1981. L'Holocauste a eu lieu, sans que l'on saisisse précisément la raison du déferlement du feu nucléaire qui a anéanti la quasi-totalité de l'humanité. Dans ce roman post-apocalyptique relativement classique, l'auteur s'attache à nous décrire la destinée de ses protagonistes de la côte Ouest, qui ont miraculeusement survécu. En multipliant les personnages, K. Dick propose une vision kaléidoscopique d'un monde ravagé, qui tente modestement de se reconstruire.
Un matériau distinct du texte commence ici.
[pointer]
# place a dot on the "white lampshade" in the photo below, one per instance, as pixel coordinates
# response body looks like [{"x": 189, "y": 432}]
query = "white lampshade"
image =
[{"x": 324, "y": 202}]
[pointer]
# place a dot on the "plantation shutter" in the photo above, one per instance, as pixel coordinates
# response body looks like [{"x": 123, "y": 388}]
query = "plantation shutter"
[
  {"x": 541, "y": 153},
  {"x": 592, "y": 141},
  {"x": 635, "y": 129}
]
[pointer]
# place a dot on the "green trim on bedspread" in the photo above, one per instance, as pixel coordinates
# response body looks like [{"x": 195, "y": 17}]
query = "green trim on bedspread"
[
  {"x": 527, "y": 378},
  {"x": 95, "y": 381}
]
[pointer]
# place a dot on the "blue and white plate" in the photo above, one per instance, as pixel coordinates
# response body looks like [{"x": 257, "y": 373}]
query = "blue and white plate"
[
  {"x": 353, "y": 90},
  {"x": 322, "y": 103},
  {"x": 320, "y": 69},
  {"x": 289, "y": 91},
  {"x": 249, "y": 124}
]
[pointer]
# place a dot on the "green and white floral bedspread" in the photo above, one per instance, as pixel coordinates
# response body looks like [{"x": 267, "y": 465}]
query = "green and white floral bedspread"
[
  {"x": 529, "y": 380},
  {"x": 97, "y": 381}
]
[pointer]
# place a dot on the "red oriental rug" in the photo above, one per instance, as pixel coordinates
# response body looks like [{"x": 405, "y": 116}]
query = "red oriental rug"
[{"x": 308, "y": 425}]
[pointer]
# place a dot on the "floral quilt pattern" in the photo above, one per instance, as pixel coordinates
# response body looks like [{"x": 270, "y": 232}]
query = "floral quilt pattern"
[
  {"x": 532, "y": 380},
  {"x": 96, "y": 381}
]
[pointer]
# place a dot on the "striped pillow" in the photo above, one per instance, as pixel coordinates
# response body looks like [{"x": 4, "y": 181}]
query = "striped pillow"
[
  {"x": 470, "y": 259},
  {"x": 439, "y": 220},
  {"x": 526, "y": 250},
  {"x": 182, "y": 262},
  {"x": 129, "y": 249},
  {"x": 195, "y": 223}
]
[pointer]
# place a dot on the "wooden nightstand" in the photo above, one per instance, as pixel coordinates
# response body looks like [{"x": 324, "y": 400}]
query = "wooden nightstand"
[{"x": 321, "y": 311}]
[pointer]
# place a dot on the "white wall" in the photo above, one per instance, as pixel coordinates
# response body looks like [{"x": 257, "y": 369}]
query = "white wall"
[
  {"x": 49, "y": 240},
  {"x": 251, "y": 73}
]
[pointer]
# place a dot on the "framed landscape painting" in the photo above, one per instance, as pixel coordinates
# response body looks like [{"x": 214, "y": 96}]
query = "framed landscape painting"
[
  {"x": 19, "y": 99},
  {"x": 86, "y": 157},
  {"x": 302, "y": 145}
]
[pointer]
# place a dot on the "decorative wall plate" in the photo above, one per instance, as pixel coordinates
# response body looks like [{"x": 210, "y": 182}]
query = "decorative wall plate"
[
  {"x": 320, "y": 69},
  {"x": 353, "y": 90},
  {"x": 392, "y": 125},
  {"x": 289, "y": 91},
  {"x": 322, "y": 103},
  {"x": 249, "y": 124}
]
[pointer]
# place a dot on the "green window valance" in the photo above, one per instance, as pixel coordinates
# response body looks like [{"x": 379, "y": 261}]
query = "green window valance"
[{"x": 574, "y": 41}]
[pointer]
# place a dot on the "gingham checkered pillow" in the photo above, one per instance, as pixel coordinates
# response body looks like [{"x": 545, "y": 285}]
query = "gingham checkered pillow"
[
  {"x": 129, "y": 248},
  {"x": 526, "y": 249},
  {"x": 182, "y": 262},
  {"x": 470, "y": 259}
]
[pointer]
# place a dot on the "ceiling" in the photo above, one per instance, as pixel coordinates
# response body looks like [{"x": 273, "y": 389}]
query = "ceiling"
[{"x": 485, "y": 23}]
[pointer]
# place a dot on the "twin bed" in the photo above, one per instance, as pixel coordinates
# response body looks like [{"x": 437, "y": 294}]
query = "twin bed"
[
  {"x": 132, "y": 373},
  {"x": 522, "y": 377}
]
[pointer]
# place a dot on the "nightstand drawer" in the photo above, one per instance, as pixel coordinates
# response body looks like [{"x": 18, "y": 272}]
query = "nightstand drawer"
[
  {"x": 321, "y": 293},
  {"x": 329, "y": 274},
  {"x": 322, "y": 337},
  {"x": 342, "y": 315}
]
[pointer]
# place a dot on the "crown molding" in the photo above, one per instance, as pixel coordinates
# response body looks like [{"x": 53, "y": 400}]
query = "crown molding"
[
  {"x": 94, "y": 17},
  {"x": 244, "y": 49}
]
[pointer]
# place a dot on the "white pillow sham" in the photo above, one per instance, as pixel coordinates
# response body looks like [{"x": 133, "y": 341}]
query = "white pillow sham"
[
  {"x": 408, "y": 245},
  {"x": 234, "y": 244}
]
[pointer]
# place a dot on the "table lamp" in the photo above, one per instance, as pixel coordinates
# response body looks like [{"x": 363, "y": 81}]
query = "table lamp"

Suart McConchie, un authentique noir (à ne pas confondre avec ceux dont l'apocalypse nucléaire a noirci l'épiderme), ancien vendeur de télévisions, vend à présent des pièges à rats (les animaux ont acquis une forme d'intelligence surprenante). Bonny Keller, dont la beauté a survécu à la fin d'un monde, déborde toujours d'un mélange détonant de vitalité et d'angoisse. Sa fille Edie, sept ans à peine, semble s'être inventée un frère imaginaire. le docteur Stockstill, ancien psychiatre reconverti en médecin généraliste, n'ose confier à Bonny sa conclusion stupéfiante : la présence potentielle d'un homoncule au sein du corps d'Edie.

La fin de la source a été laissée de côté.